Un dato incoraggiante arriva dal territorio: l’81% degli italiani è interessato all’informazione di prossimità, con la cronaca nera in testa (58%). Le testate locali, spesso considerate marginali nel dibattito nazionale, si rivelano invece strategiche: presidi di fiducia e laboratori per sperimentare nuove modalità di racconto e coinvolgimento, capaci di colmare vuoti lasciati dalle grandi piattaforme.
La news avoidance – ovvero l’evitamento deliberato delle notizie – coinvolge oggi il 33% degli italiani. Un fenomeno che colpisce soprattutto persone con basso reddito o istruzione, e che si motiva con la sovraesposizione a temi stressanti come guerre, politica e crisi. Le donne evitano per proteggere il proprio benessere emotivo, gli uomini per scetticismo verso la qualità dell’informazione.

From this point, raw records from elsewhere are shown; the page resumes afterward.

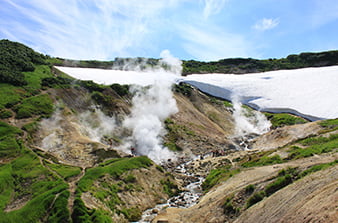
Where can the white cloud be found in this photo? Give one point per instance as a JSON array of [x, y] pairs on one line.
[[98, 29], [212, 7], [211, 43], [326, 12], [266, 24]]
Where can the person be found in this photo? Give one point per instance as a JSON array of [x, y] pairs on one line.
[[133, 152]]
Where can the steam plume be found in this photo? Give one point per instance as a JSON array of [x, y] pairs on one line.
[[248, 121], [151, 106]]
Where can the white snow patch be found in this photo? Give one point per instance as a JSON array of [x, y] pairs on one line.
[[310, 92]]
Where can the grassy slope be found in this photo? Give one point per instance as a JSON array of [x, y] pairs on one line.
[[34, 187]]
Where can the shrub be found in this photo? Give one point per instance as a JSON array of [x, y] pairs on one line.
[[121, 90], [36, 105], [217, 175], [330, 124], [250, 189], [169, 187], [283, 119], [255, 198], [263, 161], [183, 88], [5, 114], [278, 184]]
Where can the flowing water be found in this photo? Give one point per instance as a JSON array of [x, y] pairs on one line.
[[185, 199]]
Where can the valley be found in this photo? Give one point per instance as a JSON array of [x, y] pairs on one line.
[[68, 153]]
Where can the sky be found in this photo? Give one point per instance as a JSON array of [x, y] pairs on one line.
[[205, 30]]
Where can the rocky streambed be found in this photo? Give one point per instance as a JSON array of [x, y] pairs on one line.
[[188, 197]]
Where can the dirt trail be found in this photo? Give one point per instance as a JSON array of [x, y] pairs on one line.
[[209, 208], [72, 188]]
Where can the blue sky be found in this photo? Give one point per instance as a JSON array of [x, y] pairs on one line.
[[190, 29]]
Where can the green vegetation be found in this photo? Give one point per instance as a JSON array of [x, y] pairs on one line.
[[56, 82], [278, 184], [169, 187], [107, 193], [65, 171], [121, 90], [283, 119], [217, 175], [331, 124], [229, 208], [318, 167], [316, 145], [25, 178], [249, 65], [250, 189], [263, 161], [16, 58], [255, 198], [36, 105], [174, 133], [5, 114], [10, 145], [183, 88]]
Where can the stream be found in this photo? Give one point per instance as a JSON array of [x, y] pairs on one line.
[[185, 199]]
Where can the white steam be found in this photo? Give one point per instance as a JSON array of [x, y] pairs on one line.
[[96, 125], [151, 106], [248, 121]]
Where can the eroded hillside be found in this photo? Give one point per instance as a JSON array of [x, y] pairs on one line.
[[65, 157]]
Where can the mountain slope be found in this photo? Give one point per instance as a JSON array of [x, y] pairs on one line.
[[62, 156]]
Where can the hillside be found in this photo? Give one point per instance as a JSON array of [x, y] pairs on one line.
[[227, 66], [66, 154]]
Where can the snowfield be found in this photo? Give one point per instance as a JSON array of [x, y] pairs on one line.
[[308, 92]]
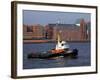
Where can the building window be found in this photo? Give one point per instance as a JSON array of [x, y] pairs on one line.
[[29, 29]]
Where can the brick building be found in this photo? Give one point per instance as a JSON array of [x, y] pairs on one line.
[[70, 32], [33, 32]]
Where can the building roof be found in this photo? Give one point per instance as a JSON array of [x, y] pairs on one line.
[[64, 26]]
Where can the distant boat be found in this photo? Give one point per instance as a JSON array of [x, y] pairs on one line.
[[62, 49]]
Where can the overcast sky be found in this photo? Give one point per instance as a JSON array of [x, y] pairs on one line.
[[31, 17]]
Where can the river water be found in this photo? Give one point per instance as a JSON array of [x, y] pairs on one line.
[[83, 59]]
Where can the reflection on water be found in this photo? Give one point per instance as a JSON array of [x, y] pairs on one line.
[[82, 60]]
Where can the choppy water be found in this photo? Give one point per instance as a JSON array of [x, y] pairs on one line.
[[82, 60]]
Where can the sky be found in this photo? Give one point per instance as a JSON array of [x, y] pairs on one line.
[[31, 17]]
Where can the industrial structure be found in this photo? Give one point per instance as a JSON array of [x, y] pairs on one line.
[[68, 32]]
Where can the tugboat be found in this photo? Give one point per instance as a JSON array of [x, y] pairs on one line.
[[61, 50]]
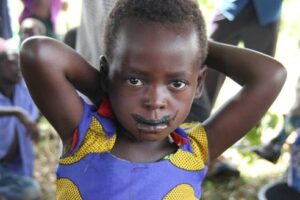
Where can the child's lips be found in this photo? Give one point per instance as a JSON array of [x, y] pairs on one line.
[[151, 129]]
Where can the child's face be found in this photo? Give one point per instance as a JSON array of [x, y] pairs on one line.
[[154, 76]]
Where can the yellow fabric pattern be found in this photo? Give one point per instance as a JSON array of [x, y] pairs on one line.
[[66, 189], [95, 141], [198, 139], [182, 191]]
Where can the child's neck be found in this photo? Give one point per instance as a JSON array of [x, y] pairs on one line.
[[142, 151]]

Solo il 9% degli italiani ha pagato per leggere notizie online, il dato più basso tra i paesi analizzati. La disponibilità a farlo resta scarsa anche in prospettiva: il 69% di chi non paga dichiara che nessuna offerta lo convincerebbe. L’unico incentivo che riceve un certo consenso è il “bundle” multi-testata a prezzo contenuto.
I social media si confermano centrali ma in evoluzione. Facebook resta il più usato per le news (36%), ma è in netto calo rispetto al 2020. Crescono invece Instagram (22%), YouTube (20%) e TikTok (10%), soprattutto tra i giovani. Il 52% degli utenti presta attenzione alle fonti professionali, ma aumenta la quota che si affida a creator e influencer, segno di una ridefinizione dei ruoli nella produzione e diffusione delle notizie.
Eppure, il testo scritto resta il formato preferito per informarsi (55%), superando nettamente video (21%) e audio (11%). I podcast, sebbene in crescita, restano una nicchia: solo il 6% li ascolta settimanalmente, anche se tra i giovani e le fasce più istruite la percentuale raddoppia.
Il Digital News Report Italia 2025 disegna un paesaggio informativo sfaccettato, fatto di contraddizioni e transizioni. Se da un lato la sfiducia, l’assenza di alfabetizzazione e la frammentazione dell’attenzione sono segnali d’allarme, dall’altro lato emergono possibilità concrete: l’informazione locale, l’innovazione digitale, il recupero del rapporto di fiducia tra giornalisti e pubblico, e perfino l’uso consapevole dell’intelligenza artificiale.
A condizione, però, di ripensare il come e il dove raccontiamo le notizie. Solo così sarà possibile trasformare il consumo distratto in partecipazione attiva e consapevole, superando un presente incerto per dare un futuro all’informazione.